Arif dalam Membaca Lingkungan (Resensi Buku Kumpulan Puisi "Rembang Dendang" karya Denni Meilizon)


Judul Buku       : Rembang Dendang
Jenis Buku       : Kumpulan Puisi
Penulis             :Denni Meilizon
Penerbit          :AG Litera
Tahun Terbit   :Cetakan Pertama, September 2013
Tebal Buku      :xxiv + 126 halaman
Harga              :40.000 (belum ong-kir)
ISBN                :978-602-7692-53-4


Akhir-akhir ini, banyak sekali fenomena-fenomena yang luput dari penglihatan manusia, karena sebagian dari kita telah benar-benar sibuk mencari kaya, mencari untung, mencari istri, mencari anak shaleh, sehingga lupa akan tetangga lupa lingkungan, masyarakat dan bahkan lupa keluarga, tidak jarang pula ditemui beberapa orang lupa akan diri mereka sendiri (lupa diri;red). Buku ini mengajak ingatan kita untuk lebih dalam memikirkan hal-hal yang telah disebutkan tadi, dalam hal ini Denni Meilizon menuliskan beberapa fenomena tersebut dengan cara yang "luar logika", butuh pemikiran mendalam untuk mencapai maksud setiap puisi yang dituliskan.
Buku ini mengandung 99 buah puisi yang dibuat dalam berbagai tipe, yang paling panjang ialah puisi "Abal-Abal seperti bla…bla…bla…" yang dimuat pada halaman 90 s/d 92 (3 halaman), dan yang paling pendek adalah sajak yang diberi judul "Ramadhan" yang terdiri dari 4 kata saja (24 huruf). Buku Rembang Dendang ini merupakan kumpulan puisi ketiga karya Denni Meilizon setelah Kidung Pengelana Hujan (Penerbit FAM Publishing, 2012) dan Siluet Tarian Indang (Penerbit FAM Publishing, 2013). Selanjutnya karya-karya beliau juga dimuat di berbagai media di Sumatera Barat dan beberapa antologi puisi bersama.

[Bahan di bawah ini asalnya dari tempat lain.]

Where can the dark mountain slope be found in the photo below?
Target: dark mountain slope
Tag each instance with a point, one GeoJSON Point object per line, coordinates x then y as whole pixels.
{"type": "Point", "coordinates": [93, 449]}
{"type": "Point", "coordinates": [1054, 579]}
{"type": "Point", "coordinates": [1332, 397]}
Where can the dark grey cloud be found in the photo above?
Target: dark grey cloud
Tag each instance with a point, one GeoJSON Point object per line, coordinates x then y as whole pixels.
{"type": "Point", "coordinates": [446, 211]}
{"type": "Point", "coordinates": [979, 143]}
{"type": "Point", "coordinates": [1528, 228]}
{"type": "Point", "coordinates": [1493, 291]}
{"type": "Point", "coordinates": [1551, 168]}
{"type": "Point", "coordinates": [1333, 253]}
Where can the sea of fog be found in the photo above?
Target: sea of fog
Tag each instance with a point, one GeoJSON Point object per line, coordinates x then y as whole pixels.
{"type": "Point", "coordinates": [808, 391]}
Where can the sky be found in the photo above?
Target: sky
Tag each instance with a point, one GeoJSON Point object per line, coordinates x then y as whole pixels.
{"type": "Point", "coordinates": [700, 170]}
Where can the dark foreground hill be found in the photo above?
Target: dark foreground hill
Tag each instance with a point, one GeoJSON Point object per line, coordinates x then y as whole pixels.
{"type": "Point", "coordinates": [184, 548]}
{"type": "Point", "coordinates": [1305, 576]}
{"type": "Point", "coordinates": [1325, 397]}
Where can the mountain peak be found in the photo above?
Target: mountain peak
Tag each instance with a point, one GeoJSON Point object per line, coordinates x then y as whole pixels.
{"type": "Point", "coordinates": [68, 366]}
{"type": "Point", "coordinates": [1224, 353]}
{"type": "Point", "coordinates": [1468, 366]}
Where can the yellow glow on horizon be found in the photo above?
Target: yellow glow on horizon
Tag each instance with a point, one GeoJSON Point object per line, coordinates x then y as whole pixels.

Dalam buku ini, kita diajak untuk lebih peka terhadap lingkungan, tanpa mengecualikan sang Khalik, beberapa puisi nya mengandung unsur lingkungan keislaman yang kental, di antaranya: Firman Tuhan dan Sebait Kopi, Nuh, Ramadhan, Qiyamul Lail, Lailatul Qadar (2), Ramadhan (2). Asyiknya, Denni Mailizon juga menuliskan jutaan doa pending nya dalam Menghampar doa di Gayo (h.119).

Lebih lanjut, Denni Meilizon juga mengajak pembacanya agar peka terhadap lingkungan alam raya, dalam Singkarak (h.19), Ranting (h.2), Mata Langit, Puncak Gunung, dan Kita (h.5), Riak Maninjau(h.88), dan Tragedi, 15 Januari (h.17), Gandoriah (h.44). Denni juga tak lupa menulis tentang lingkungan keluarga, Hikayat Sebuah Rumah, Hikayat Sebuah Rumah 2, Lukisan Engkau Ayah, Puisi Engkau Ibu, Tataplah Bulan itu Anggia.

Puisi-puisi Denni Meilizon juga mengandung unsur politik, itulah sebab kiranya Dia mampu memimpin Forum Aktif Menulis (FAM) Wilayah Sumatera Barat, beberapa puisi yang mengandung unsur politik di antara nya: Koruptor = Pencuri = Tikus, Rakyat itu Aku, Engkau, dan Kita, Sang Pemimpin.
Kepintaran sang penulis dalam memainkan kata-kata tidak diragukan lagi, kekayaan bahasanya terdiri dari berbagai bahasa yang dipergunakan dalam menulis sajak, baik bahasa daerah maupun bahasa dunia. Ada bahasa Minang (Singkarak;h.19), bahasa Mandailing (Sada;h.85), bahasa Arab (Mahabbah;71), dan Bahasa Inggris (Kita Bicara Korupsi;h.39). 

Kalau boleh menyimpulkan, membaca puisi-puisi yang terdapat dalam buku ini seperti mengajak kita untuk bernyanyi, karena nada-nada dalam puisi nya selalu beriringan, mengajak kita bernyanyi, tentu saja dengan riang dan gembira.
Inilah kutipan yang paling menarik dalam buku ini:

doaku adalah nyawa
berdetak berirama
bernadi

Tidak dapat kesalahan dalam buku ini, untuk itu jika punya duit belilah buku ini, anda tidak akan menyesal membelinya. Tentu saja ketika membelinya membawa teman dan pacar yang banyak. Selamat terhipnotis dan pusing-pusing.